From:Herman Miller <hmiller@...>
Date:Saturday, January 27, 2001, 22:35
I recently found the "anyone can be provincial" page
(http://www.trigeminal.com/samples/provincial.html) and noticed that, with
Internet Explorer, if I click on the link, download the Code2000 font, and
set it as the default font for Devanagari, the system actually puts the
Hindi characters in the correct order, and at least attempts to handle some
of the ligatures. After some playing around with copy & paste, I noticed
that WordPad also handles specialized fonts like this, but unfortunately
Word 2000 doesn't. Still, if I could get WordPad and Internet Explorer to
work with OpenType fonts, I might finally be able to handle Olaetian
ligatures correctly, and for the first time ever be able to create proper
fonts for my old hand-drawn languages.

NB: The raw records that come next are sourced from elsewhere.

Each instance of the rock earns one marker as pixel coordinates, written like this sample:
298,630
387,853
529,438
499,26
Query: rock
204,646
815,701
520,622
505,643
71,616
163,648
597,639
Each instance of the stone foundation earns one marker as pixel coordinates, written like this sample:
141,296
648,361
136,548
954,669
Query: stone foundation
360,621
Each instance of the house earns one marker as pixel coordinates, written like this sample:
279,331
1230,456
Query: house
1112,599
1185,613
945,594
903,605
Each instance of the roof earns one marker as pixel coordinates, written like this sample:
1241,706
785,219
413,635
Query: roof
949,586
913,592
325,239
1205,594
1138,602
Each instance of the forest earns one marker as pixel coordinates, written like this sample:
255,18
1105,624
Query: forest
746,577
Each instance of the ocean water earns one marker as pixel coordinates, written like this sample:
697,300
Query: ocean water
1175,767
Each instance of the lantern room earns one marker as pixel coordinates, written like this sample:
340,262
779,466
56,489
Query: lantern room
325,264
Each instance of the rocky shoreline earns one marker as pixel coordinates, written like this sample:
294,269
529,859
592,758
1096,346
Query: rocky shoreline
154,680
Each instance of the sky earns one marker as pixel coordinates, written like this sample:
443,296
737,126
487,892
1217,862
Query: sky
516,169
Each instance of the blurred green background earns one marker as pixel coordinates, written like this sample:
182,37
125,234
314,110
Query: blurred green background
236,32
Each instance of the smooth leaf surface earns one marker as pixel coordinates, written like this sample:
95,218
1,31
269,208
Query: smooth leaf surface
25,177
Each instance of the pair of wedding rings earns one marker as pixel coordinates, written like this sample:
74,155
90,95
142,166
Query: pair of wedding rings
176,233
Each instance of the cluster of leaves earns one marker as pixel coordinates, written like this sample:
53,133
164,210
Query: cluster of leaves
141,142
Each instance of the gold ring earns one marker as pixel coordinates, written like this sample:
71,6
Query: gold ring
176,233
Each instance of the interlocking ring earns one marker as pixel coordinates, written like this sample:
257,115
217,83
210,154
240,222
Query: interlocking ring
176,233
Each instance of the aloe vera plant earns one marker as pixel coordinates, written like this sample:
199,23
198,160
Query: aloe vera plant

So I looked around on the Microsoft
typography site, and after jumping through all the hoops to get a copy of
their VOLT editor, tried making a simple font with a single ligature.

Nothing happened.

True, the OpenType specification is pretty hard to figure out, and I might
have missed something, but how hard can it be to tell the computer to make
a ligature out of two characters? I went over and over the documentation
and tried a bunch of random things that didn't have any effect. Could it be
that Internet Explorer and WordPad are hard-coded to do special processing
only with Arabic and Devanagari scripts? Could it be something to do with
Windows 98? I know Windows 2000 is _supposed_ to be better with Unicode,
but I don't want to spend a lot of money upgrading and find out that it
doesn't make any difference. Besides, I _really_ don't like upgrading the
operating system if I don't have to. Too many things can go wrong.

Has anyone had any experience with editing OpenType fonts?